Every CI run on CppInterOp / clad / cppyy spends most of its wall clock building LLVM. That cost is mostly redundant: the LLVM tree is the same across most matrix rows, and even when it isn't, the same config is rebuilt across every PR for every project, every push, on every runner. apt-llvm.org and Homebrew solve this for vanilla LLVM, but the variants we actually need — sanitizer-instrumented LLVM, LLVM cross-compiled to run inside wasm, the cling fork, eventually MSan stacks and sanitizer-CPython — aren't redistributed by anyone upstream. So we end up rebuilding them.

This repository caches those variants. The contract is small: a recipe is a directory under recipes/ with two files (recipe.yaml for metadata, build.sh for the build), and the cache is a content-addressed store of tarballs keyed by a hash of that directory plus (version, os, arch). Same inputs → same key → same artifact, regardless of which CI run produced it.

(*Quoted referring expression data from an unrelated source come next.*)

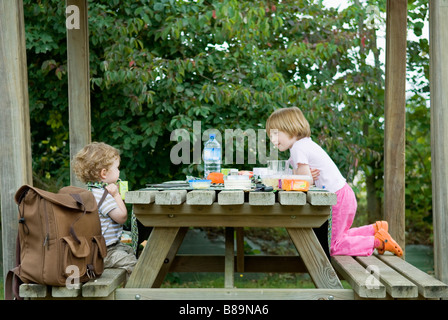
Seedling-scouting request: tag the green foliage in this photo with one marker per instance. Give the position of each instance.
(160, 65)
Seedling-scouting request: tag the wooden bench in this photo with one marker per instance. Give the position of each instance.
(101, 288)
(387, 277)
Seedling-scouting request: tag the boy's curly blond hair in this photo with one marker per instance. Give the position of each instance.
(90, 160)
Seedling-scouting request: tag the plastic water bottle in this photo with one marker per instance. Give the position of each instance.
(212, 156)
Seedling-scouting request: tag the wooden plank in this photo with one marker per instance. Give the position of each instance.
(428, 286)
(252, 263)
(140, 197)
(201, 197)
(396, 285)
(152, 258)
(78, 73)
(194, 220)
(233, 294)
(66, 292)
(172, 197)
(318, 198)
(362, 282)
(15, 136)
(315, 259)
(231, 197)
(231, 210)
(292, 198)
(103, 286)
(438, 17)
(261, 198)
(395, 119)
(33, 290)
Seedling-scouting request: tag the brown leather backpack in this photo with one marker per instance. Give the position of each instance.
(58, 233)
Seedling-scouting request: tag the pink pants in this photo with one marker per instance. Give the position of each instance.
(345, 240)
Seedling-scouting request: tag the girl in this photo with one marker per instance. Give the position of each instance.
(288, 129)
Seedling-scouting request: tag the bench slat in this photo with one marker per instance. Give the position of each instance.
(96, 288)
(362, 282)
(32, 290)
(396, 285)
(104, 285)
(428, 286)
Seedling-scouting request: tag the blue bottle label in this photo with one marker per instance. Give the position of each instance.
(212, 154)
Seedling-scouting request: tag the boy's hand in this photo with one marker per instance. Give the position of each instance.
(112, 189)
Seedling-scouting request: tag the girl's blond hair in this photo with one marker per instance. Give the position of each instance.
(90, 160)
(289, 120)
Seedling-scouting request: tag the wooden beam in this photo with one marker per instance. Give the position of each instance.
(438, 15)
(15, 141)
(395, 119)
(78, 79)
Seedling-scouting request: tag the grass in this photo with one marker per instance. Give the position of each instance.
(241, 280)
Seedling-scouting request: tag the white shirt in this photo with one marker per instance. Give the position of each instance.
(110, 229)
(306, 151)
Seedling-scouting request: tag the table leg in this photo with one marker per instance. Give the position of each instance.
(239, 249)
(229, 264)
(153, 257)
(314, 257)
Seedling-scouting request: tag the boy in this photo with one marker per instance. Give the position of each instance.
(97, 165)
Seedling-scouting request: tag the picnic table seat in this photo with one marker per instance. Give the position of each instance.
(387, 277)
(100, 288)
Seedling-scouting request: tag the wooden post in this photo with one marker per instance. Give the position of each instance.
(15, 141)
(438, 15)
(78, 78)
(395, 119)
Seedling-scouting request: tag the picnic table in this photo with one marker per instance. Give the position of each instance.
(172, 211)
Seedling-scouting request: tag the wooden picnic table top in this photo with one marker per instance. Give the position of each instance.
(171, 211)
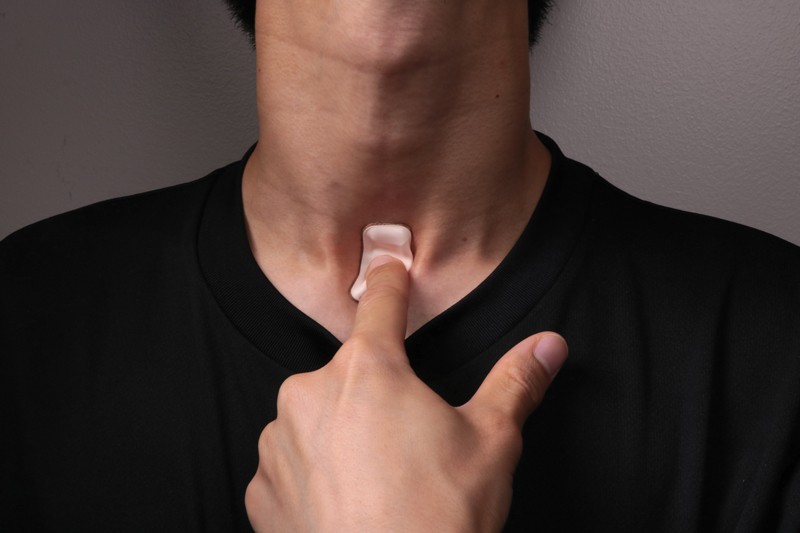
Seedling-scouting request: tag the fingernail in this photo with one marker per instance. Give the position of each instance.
(380, 260)
(551, 352)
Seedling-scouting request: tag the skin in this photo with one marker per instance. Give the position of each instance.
(398, 111)
(390, 111)
(363, 445)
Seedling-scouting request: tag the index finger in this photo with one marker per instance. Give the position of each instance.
(382, 313)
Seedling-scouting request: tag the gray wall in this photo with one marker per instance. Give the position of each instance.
(690, 104)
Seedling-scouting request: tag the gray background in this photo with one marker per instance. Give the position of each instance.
(691, 104)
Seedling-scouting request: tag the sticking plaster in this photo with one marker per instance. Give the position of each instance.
(382, 239)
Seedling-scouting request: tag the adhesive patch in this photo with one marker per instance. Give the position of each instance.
(382, 239)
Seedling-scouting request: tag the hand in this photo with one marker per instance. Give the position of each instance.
(363, 445)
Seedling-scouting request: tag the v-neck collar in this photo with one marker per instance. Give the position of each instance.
(462, 332)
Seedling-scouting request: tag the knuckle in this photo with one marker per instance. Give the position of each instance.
(527, 380)
(502, 434)
(385, 290)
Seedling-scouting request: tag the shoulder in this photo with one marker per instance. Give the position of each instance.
(121, 226)
(675, 239)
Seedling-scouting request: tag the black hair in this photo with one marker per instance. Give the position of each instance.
(244, 12)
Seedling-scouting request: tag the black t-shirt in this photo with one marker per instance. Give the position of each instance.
(141, 350)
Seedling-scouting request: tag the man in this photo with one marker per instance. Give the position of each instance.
(144, 340)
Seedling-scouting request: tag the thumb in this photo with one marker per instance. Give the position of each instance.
(518, 381)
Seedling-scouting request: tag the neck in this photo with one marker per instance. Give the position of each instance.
(398, 111)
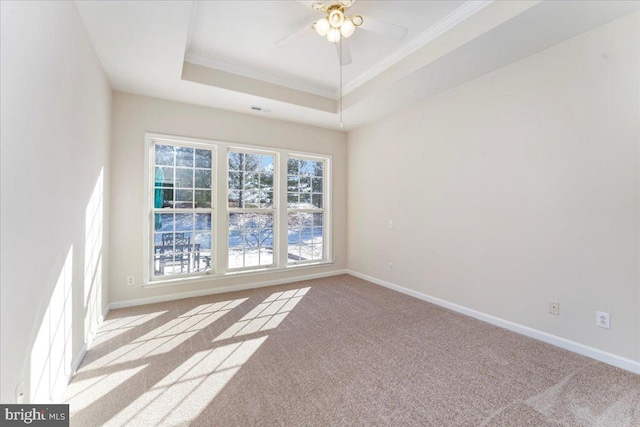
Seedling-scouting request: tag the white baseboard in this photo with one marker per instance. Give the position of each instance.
(576, 347)
(77, 361)
(220, 290)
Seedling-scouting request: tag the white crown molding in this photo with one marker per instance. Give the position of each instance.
(442, 26)
(576, 347)
(251, 73)
(436, 30)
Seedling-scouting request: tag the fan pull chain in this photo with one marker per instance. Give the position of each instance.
(340, 83)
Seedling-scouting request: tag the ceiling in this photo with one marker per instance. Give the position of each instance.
(223, 54)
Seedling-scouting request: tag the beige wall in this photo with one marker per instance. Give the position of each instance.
(134, 115)
(55, 147)
(516, 188)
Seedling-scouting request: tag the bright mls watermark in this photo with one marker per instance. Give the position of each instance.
(34, 415)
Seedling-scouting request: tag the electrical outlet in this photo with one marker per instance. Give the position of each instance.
(20, 393)
(603, 320)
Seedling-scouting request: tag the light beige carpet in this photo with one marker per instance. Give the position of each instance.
(334, 351)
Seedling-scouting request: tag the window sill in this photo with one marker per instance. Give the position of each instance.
(232, 274)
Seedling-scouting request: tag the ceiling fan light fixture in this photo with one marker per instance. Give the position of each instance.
(322, 26)
(347, 28)
(334, 35)
(336, 18)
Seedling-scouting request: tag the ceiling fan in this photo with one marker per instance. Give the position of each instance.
(338, 27)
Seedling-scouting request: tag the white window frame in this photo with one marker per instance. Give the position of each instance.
(274, 210)
(220, 211)
(149, 224)
(323, 210)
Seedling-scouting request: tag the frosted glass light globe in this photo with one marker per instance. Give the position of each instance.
(334, 35)
(322, 26)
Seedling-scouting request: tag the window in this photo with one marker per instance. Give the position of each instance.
(216, 208)
(182, 209)
(251, 209)
(305, 205)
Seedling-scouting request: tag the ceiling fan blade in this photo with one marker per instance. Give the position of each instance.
(346, 52)
(308, 3)
(390, 30)
(286, 41)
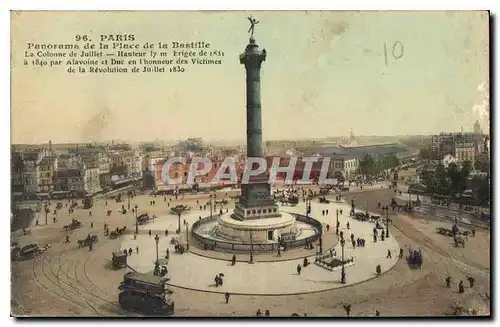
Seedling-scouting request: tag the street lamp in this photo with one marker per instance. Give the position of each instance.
(136, 224)
(179, 212)
(308, 206)
(210, 206)
(251, 247)
(187, 237)
(342, 274)
(386, 221)
(157, 240)
(337, 226)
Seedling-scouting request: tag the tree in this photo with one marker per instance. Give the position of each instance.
(456, 178)
(427, 154)
(441, 182)
(482, 163)
(466, 169)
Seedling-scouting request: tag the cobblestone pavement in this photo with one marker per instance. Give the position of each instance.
(71, 281)
(272, 278)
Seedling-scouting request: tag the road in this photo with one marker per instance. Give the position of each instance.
(67, 281)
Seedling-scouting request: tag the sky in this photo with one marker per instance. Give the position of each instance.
(325, 73)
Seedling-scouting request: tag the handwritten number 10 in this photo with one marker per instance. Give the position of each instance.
(397, 51)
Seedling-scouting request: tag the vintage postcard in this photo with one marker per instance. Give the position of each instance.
(250, 164)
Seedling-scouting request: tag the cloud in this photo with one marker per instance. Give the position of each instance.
(482, 110)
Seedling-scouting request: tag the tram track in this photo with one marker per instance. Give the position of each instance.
(428, 246)
(67, 287)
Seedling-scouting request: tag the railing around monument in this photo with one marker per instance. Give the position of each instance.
(211, 244)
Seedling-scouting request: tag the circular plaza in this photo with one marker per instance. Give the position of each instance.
(269, 274)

Nothing about the cache is magical. A cached recipe is a <key>.tar.zst plus a <key>.manifest.json, attached to a GitHub Release on this repository. setup-recipe is a thin Action that knows how to compute the key and HEAD-probe the asset. publish-recipe is its inverse — runs the recipe's build.sh, tar/zstd's the result, uploads it.

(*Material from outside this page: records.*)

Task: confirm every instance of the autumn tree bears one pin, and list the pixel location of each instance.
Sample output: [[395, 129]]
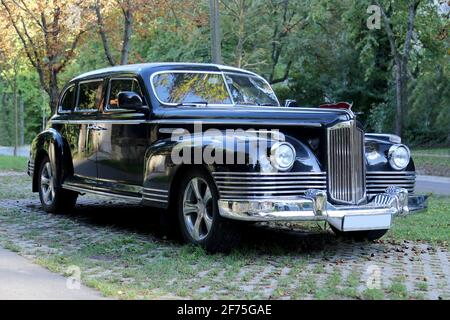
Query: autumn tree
[[49, 32], [400, 41]]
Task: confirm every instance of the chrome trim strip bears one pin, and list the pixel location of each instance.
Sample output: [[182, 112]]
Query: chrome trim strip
[[57, 121], [391, 173], [271, 187], [272, 192], [251, 183], [270, 173], [154, 194], [60, 111], [156, 190], [154, 200], [237, 122], [314, 206], [100, 193]]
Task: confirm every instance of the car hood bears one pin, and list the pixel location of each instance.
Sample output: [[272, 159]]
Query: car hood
[[313, 117]]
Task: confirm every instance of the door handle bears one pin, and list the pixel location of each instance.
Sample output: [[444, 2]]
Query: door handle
[[96, 128]]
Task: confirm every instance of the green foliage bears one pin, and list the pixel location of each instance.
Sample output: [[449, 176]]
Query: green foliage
[[325, 46]]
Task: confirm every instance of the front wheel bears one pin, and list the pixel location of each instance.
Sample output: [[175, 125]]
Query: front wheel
[[53, 199], [368, 235], [199, 216]]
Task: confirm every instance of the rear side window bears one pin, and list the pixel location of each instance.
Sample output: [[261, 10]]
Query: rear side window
[[68, 99], [118, 85], [90, 95]]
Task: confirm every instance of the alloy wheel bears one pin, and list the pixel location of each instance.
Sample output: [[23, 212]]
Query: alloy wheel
[[198, 208]]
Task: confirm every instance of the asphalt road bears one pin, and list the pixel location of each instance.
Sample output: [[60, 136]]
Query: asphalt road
[[435, 185], [22, 280]]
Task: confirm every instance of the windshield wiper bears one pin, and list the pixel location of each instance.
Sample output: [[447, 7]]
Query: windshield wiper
[[193, 104]]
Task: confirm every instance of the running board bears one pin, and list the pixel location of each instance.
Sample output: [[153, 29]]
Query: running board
[[101, 193]]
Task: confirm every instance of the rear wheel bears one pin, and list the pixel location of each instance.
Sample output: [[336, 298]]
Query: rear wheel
[[198, 214], [368, 235], [53, 199]]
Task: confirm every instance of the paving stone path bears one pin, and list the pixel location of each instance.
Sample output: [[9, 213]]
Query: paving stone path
[[421, 267]]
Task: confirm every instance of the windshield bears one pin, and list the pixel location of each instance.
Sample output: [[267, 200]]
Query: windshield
[[186, 88], [248, 90]]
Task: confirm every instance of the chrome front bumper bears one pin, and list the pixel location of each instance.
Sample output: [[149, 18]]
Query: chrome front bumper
[[313, 206]]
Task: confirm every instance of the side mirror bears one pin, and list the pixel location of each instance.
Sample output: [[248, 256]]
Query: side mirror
[[129, 100], [290, 103]]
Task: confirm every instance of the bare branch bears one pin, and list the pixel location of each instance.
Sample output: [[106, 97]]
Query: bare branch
[[101, 29], [389, 32]]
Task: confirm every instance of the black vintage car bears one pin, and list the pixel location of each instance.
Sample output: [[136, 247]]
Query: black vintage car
[[212, 145]]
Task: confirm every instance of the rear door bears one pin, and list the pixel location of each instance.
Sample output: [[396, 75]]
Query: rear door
[[123, 139], [83, 126]]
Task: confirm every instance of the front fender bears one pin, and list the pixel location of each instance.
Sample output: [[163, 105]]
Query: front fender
[[166, 160], [52, 144], [376, 153]]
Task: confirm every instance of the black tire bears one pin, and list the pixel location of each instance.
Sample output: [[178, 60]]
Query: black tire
[[222, 234], [369, 235], [53, 199]]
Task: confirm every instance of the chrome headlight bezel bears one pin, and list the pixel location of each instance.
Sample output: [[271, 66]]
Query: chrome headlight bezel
[[393, 150], [275, 153]]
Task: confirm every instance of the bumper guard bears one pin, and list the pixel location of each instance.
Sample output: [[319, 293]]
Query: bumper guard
[[313, 206]]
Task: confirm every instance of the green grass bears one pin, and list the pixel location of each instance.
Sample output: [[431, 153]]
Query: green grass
[[15, 187], [9, 163], [431, 226], [121, 263]]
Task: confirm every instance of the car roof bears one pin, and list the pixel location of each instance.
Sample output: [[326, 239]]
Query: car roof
[[159, 66]]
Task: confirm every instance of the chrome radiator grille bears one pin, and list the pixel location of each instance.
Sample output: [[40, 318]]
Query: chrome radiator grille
[[245, 185], [379, 181], [346, 166]]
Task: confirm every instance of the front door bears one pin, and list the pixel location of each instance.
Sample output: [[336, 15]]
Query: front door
[[123, 138]]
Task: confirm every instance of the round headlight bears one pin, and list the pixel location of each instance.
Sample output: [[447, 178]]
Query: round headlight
[[282, 156], [399, 156]]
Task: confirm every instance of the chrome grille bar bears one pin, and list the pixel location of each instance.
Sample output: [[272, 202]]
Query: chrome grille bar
[[242, 185], [346, 166], [379, 181]]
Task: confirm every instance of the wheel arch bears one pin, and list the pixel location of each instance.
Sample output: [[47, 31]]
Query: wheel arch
[[51, 144]]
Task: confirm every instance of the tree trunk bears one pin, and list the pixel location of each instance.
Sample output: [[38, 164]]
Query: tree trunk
[[53, 91], [241, 35], [126, 46], [215, 31], [21, 122], [4, 110], [399, 101]]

When the cache moves, and when it doesn't

The recipe directory's content is the only knob. Edit recipes/llvm-asan/build.sh — the key changes for every cell that recipe produces, the next push to main rebuilds them, the cache repopulates. Bump the LLVM version in your client repo's matrix from '22' to '23' — the key changes (different version input), publish-recipe builds the new cell, leaves the old one alone until prune-cache garbage-collects it after caps.grace_days.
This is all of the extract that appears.